Before COVID-19, meal planning and grocery shopping were the most time-consuming tasks of my life as a physician and mother of three young children. Now, meal planning is an indulgence compared to “COVID contingency planning” — the taxing brainwork of imagining multiple possible scenarios and following them through to the end with every iteration and its possible consequence accounted for. Add to this the need to insert updated but easy-to-misinterpret weekly Centers for Disease Control and Prevention (CDC) guidance and the current size of the rapid antigen testing stash in the closet. It becomes the ultimate neural networking of my days.
Life as a physician is not conducive to contingency planning, even without a pandemic. I don’t recall my husband, a pulmonary critical care physician, or me, a public health/preventive medicine doctor, ever taking a sick day in 14 years of medical training and practice.
Although a physician’s salary helps make possible a cadre of reliable helpers — first-line nannies, second-line nannies, night and weekend sitters, college students for school drop-off and pickup, summer nannies, house cleaners, and take-out meals. But over the past two years, those contingency plans have become liabilities.
The more help you accept, the more risk you take on for everyone in your family. One day you realize that you’ve taken on all of the roles listed above in addition to being a physician, and the decision to walk away no longer feels like a choice.
Despite how long I’ve been perfecting the art of COVID contingency planning, only recently have I realized how much it had taken over my regular mental processes.
A couple of days ago, I called a physician colleague who had recently quit his job assisting the pandemic response for a large university, a job that I had helped him acquire years earlier. I called to understand why he left, but I also had it in mind to gauge whether he might be right for a job opening in my department that would be available soon. Perhaps I felt partly responsible for his leaving since I had put him up to such a task in the first place.
After spending some time catching up, I told him I understood and was ready to launch into my recruitment mode when he interjected.
“I think this needed to happen.”
I waited for him to explain.
“I’ve never seen my wife so happy. She’s like a new person. Like a weight has been lifted, and everything is going to be alright. We are finally going to be alright.”
As he said it, my whole body relaxed.
The verbalization of something I could relate to so well was therapeutic to hear from a real person, a resilient person in a dual-physician household who had balanced residencies and military deployments for years. Now, we were just two of many doctor-couples during COVID-19 trying to hang on to jobs we sacrificed so much to get in the first place.

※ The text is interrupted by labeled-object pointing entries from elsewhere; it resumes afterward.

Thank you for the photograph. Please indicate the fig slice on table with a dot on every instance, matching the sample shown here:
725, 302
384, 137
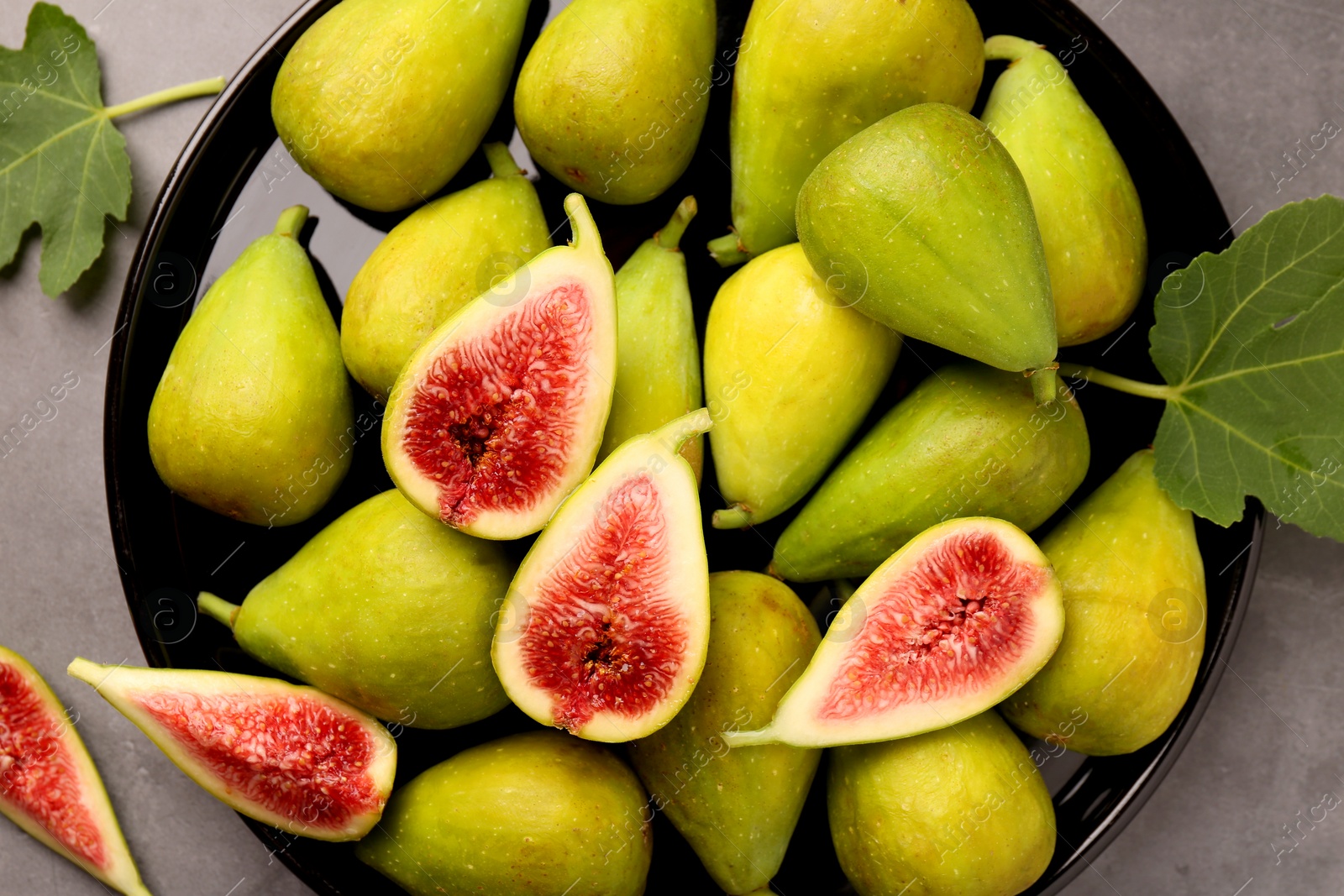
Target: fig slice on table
49, 785
281, 754
499, 414
605, 627
952, 624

As all parents of young children, uncertainty dominates every aspect of our lives. But the margin of error for physicians who spend their days with COVID-19 patients and their nights with unvaccinated infants is too tight.
Every window of time feels like it’s actively closing — my time to work, the children’s time to be in school, my husband’s time at home before he’s paged back to the hospital. I don’t respond to the kids’ birthday party invitations but let them linger as irritating tabs in my browser window, stalled by the uncertainty of “the COVID situation” at the specified date and time. I try to schedule work meetings over nap times in anticipation of unexpectedly having to do childcare and work. With my jaw clenched, I brace myself for the crack of our structured routine, the abandonment of our color-coded schedule, the vacant checkboxes left next to my tasks.

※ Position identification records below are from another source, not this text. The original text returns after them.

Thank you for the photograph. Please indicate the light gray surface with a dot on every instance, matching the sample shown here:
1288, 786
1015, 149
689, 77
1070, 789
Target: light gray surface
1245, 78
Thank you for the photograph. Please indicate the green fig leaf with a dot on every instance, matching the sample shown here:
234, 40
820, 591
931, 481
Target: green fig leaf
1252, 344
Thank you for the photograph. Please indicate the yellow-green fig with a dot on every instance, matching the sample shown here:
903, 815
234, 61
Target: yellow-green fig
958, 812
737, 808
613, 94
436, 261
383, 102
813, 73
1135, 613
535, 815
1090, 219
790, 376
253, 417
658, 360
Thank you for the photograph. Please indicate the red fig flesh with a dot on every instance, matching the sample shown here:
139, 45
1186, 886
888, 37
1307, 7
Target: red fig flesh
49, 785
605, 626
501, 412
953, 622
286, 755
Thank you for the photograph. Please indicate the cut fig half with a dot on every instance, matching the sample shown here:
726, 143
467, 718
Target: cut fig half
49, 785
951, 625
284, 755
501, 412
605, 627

Every phone ring, every visit to my bedside at night from a child, every email from school or an unknown call on my cell phone is the one I’m waiting for. My gratitude grows with every day that I squeak by, while my fear escalates with every day that I escape.
“Right,” I said to my colleague, “You are now the contingency plan.”
“Exactly,” He replies, “And now my wife can actually be a doctor.”
His last words stung, reminding me that I am a doctor, too, but not really right now.
I am a contingency planner — for my own family, extended family, friends and neighbors, for my children’s school. As a public health doctor during this pandemic, it is the only thing I am good for.
I have fantasized about quitting my job, not relying on childcare, on school, on the fact that elementary school children appropriately wear masks, but I have loans to repay, and I wouldn’t want to leave medicine in the long run. I just like to feel that glimmer of relief that comes with imagining life without a multi-pronged and complicated contingency plan. What if there was no plan? What if I were just present and available, open and free?
Like so many other physician-couples have done already, my husband and I have decided to leave good jobs in a city we love to move closer to family. Our aim is to develop a multi-layered contingency plan that will allow me to be a doctor again and allow him to keep being one.
I suspect that some of the nearly 20 percent of physicians who have quit their jobs during this pandemic needed to feel this relief, too. They needed to feel the relief of having no plan. No “if this, then that.” They needed to just exist in the now. Because who knows how long the now will be around anyway? Will we wake up one day and find that years have gone by without knowing it because we were so busy planning ahead for scenarios that never occurred?
This is not something that worksite wellness programs can provide or resilience training can foster. It is a reality of COVID-19 when you are caring for anyone who needs you, as much as (or more than) your patients. The miracle is that there are so many of us left in the workforce at all, riding the waves of uncertainty feeling like the only COVID contingency plan we can depend upon is ourselves.
Margaret B. Nolan is a physician-scientist.